Shelter is a basic necessity and is the ‘base’ around which people structure their productive lives and the lives of their families. I’ll say it again: when people are forced to drop everything, uproot their families, incur moving costs, and in some cases, change jobs, the community and society pay a price that is not justified by the LLs right to maximize profit under and all circumstances.

If you want to remove the profit motive and consider shelter to be a basic citizen "right", then I would suggest supporting government-built housing for the poor. Rent control is one of the most ineffective, inefficient and costly ways of subsidizing housing for poor people. Most of the time, the truly poor see no benefit at all --it's the smart, rich, crooked types that are most successful at gaming the rent control game.

223   Peter P   2007 Mar 6, 2:59am  

I have yet to see a “well designed” rent control system that did not create severe market distortions that were UN-beneficial to the majority of the general public, as well as lots of bad incentives (to game the system).

Because any price control system will create severe market distortions.

What is fairness anyway?

224   Different Sean   2007 Mar 6, 11:59am  

astrid Says:
Fairness is irrelevant. When you rent, you’re paying for a temporary right of occupation to the true owner of the property.

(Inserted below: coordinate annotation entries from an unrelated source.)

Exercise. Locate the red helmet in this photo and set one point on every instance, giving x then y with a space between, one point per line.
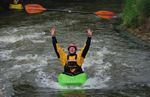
72 45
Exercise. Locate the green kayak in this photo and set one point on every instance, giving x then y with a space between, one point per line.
79 79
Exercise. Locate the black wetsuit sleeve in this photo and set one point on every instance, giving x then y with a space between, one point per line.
54 41
87 46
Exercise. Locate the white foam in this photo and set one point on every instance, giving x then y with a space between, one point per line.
10 39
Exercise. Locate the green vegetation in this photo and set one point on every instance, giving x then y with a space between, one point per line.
135 12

There’s no reason you should have any rights beyond the terms of the lease.

that's a narrow view of decently providing shelter in a society, though...

225   Different Sean   2007 Mar 6, 12:04pm  

Peter P Says:
>I have yet to see a “well designed” rent control system
> that did not create severe market distortions that were
> UN-beneficial to the majority of the general public, as
> well as lots of bad incentives (to game the system).

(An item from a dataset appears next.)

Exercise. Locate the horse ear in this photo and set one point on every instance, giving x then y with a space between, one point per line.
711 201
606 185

Because any price control system will create severe market distortions.

This is just more of the same neo-liberal market dogma and fundamentalism. It's like a neural network which always oscillates to the same answer no matter what the inputs.

This is completely unsubstantiated by argument. You've looked at *one* system and said therefore that all systems can't work. (And maybe the system *does* work for many, just not in your view.) This is just a nonsense. Talking about scientific reasoning, because one rocket misfires means in your logic that no rocket will ever get off the ground and there will never be a space shuttle. People invoke 'scientific reasoning' when it's convenient and then proceed to prove they don't have any, and they have a 'one size fits all' answer. Where does this neo-classical market brainwashing come from, by the way?

226   Different Sean   2007 Mar 6, 12:09pm  

In other words, it usually creates big, counter-productive moral hazards.

The only 'moral hazards' I see are exploitation of workers by landlords, unhelathy economic bubbles which are harmful to both the micro- and macro-economies, and incredible unfairness and disenfranchisement of a sector of the population for the enrichment of others. That's my definition of a 'moral hazard'. The original defn of moral hazard was from insurance companies talking about the question of whether it becomes too tempting for a businessman to torch their business and claim the insurance. It now means anything which jeopardises so-called 'free markets' apparently, as redefined on this blog.

The whole cycle of creating 'haves and have-nots' also increases crime and anomie, which I see as 'counter-productive' also.